Even QB Deshaun Watson opposes new roughing the passer rule

Even QB Deshaun Watson opposes new roughing the passer rule


Even QB Deshaun Watson opposes new roughing the passer rule


The NFL’s new roughing the passer rule was established to help protect quarterbacks, but one particular signal-caller doesn’t appear to be all that fond of it.

To its credit, the league did have good intentions in its implementation of the rule, as Packers quarterback Aaron Rodgers missed nine games last season with a broken collarbone after Vikings linebacker Anthony Barr drove him into the ground on a sack attempt.

Unfortunately, it appears the NFL missed the mark with the new rule, which has already impacted the outcome of one game, when a potential game-sealing interception by Packers cornerback Jaire Alexander was nullified by what appeared to be a bogus penalty on Clay Matthews for a hit on Kirk Cousins. Not only that, Dolphins defensive end William Hayes suffered a season-ending ACL injury in Sunday’s game against the Raiders, when he attempted to roll off quarterback Derek Carr, which caused his knee to buckle a bit.

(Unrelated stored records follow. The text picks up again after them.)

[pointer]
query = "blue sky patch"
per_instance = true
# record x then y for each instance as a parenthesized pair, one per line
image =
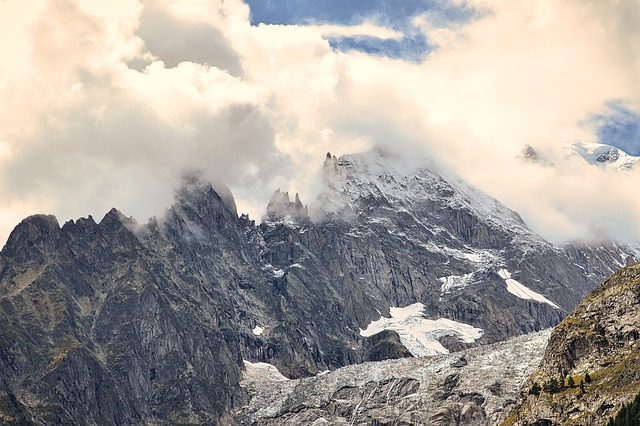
(620, 127)
(396, 15)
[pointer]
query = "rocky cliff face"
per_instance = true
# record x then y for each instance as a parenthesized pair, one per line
(593, 356)
(120, 323)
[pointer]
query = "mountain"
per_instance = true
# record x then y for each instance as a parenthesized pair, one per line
(115, 322)
(597, 348)
(603, 155)
(477, 386)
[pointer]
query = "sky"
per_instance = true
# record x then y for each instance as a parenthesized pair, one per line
(107, 104)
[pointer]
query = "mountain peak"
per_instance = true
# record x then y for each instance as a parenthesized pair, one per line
(35, 234)
(280, 206)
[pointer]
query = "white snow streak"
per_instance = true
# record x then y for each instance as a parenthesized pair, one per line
(263, 372)
(420, 335)
(521, 291)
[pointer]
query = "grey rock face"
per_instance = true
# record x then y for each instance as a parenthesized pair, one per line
(600, 338)
(120, 323)
(385, 345)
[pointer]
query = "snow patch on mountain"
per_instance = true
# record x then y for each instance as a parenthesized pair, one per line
(420, 335)
(603, 155)
(262, 372)
(520, 290)
(455, 281)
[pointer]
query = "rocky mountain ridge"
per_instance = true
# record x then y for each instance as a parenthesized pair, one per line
(117, 322)
(591, 365)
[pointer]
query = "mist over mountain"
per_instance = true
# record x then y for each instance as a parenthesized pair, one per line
(115, 321)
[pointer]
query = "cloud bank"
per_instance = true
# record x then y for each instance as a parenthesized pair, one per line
(104, 106)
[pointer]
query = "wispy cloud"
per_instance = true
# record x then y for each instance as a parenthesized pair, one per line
(106, 106)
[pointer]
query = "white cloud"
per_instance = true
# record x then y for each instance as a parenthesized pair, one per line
(82, 129)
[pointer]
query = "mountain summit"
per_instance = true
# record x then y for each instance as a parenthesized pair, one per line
(117, 322)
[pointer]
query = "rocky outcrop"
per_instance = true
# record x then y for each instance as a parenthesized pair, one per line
(114, 322)
(592, 363)
(280, 206)
(384, 345)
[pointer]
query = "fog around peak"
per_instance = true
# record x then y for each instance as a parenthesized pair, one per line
(107, 105)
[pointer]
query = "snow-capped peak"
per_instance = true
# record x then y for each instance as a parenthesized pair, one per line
(603, 155)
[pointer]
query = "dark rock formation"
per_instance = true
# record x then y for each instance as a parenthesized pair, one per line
(384, 345)
(121, 323)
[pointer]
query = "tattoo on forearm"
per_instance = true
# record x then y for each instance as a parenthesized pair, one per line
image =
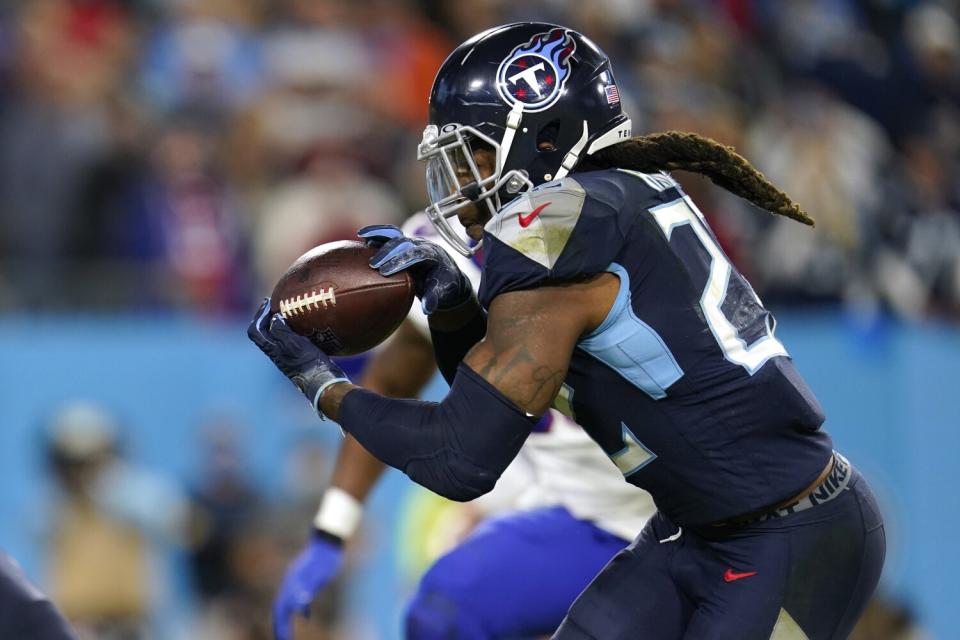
(546, 381)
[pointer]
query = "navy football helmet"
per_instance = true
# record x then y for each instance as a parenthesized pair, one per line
(540, 95)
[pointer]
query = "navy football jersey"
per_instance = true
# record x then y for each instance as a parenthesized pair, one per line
(684, 385)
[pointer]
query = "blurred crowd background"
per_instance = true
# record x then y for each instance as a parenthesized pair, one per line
(166, 157)
(186, 150)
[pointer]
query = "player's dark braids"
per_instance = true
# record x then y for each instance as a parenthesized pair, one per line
(680, 150)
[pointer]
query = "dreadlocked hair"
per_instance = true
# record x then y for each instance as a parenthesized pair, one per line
(680, 150)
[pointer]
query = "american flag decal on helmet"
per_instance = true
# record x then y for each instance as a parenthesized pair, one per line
(613, 94)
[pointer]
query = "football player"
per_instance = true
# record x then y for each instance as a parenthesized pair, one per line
(517, 574)
(604, 292)
(24, 611)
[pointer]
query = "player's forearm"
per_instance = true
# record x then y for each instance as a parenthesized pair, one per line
(454, 333)
(456, 448)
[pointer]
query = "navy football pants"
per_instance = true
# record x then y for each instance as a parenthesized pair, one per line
(24, 611)
(820, 566)
(514, 577)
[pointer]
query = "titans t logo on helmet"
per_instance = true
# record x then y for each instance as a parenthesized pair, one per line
(534, 73)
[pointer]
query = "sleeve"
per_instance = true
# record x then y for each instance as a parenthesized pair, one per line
(557, 232)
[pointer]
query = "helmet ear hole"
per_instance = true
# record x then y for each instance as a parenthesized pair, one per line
(547, 136)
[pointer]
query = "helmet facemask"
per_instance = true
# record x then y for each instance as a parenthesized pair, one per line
(454, 180)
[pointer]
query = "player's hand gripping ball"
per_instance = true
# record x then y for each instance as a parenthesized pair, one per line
(332, 296)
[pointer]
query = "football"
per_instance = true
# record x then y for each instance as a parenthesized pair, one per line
(331, 295)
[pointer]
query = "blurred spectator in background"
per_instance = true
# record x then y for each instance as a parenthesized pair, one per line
(69, 58)
(230, 560)
(187, 150)
(112, 523)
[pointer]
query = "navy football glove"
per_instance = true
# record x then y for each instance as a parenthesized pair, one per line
(438, 282)
(313, 569)
(296, 356)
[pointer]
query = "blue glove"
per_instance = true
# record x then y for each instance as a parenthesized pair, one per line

The new rule has been met with criticism from fans, players and coaches alike, and apparently Texans quarterback Deshaun Watson is among them. Watson shared his thoughts in speaking to reporters on Wednesday.

“Of course, it helps me out as a quarterback,” Watson said, via John McClain of the Houston Chronicle. “I’ve been playing this game for 12 to 14 years, and some of the calls are just crazy.”

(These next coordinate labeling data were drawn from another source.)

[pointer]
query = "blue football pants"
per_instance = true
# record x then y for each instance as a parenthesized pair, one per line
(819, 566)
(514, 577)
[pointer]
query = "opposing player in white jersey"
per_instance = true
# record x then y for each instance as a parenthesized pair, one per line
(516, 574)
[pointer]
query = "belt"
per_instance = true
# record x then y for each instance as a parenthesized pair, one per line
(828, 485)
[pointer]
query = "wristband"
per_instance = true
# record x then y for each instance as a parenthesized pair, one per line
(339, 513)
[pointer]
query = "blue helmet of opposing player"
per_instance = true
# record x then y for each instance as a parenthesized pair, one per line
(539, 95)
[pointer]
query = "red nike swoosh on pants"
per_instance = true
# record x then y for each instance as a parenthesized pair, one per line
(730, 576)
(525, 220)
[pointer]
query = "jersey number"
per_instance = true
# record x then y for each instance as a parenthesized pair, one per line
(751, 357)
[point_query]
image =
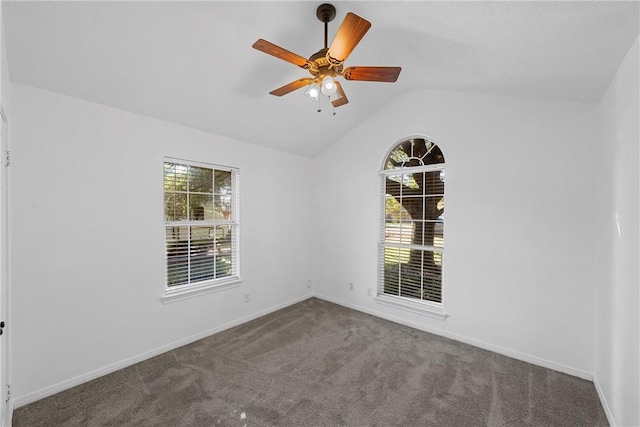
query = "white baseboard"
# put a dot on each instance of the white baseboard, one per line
(80, 379)
(603, 401)
(476, 343)
(8, 417)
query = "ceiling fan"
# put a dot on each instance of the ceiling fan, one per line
(327, 64)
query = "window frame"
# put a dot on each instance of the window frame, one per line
(414, 305)
(192, 289)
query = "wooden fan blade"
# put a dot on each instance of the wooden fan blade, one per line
(351, 31)
(372, 74)
(291, 86)
(343, 98)
(275, 50)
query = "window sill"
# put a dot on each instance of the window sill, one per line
(423, 307)
(185, 292)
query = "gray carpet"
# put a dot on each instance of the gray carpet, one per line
(320, 364)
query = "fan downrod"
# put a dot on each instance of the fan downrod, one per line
(326, 12)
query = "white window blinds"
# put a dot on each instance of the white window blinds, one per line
(201, 223)
(412, 226)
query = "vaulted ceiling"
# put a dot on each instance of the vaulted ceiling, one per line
(192, 63)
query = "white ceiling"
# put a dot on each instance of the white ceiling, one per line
(192, 63)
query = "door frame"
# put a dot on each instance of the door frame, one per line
(6, 403)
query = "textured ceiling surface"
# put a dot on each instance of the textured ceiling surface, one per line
(192, 63)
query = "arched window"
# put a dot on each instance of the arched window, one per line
(412, 228)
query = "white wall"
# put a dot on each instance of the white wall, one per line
(520, 186)
(617, 356)
(88, 238)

Watson acknowledged that he understands why the rule was implemented, but he also pointed out that defensive players can get hurt trying to shift their body weight off a quarterback.

“I’m cool with it because I want to be safe and sound, but at the same time, let’s play football,” he said. “It goes both ways. Some of the times, when the defensive guys are trying to hold up, they get hurt.

“I’m the quarterback, and I’m being honest with you, let the guys play and see how it goes.

Watson raised some good points, as it really is hard for a defensive player to tackle a quarterback without putting their body weight on the signal-caller. Keeping quarterbacks upright is an important initiative for the NFL, and understandably so, but the league may need to reassess the new rule, which apparently hasn’t gone over well with the competition committee.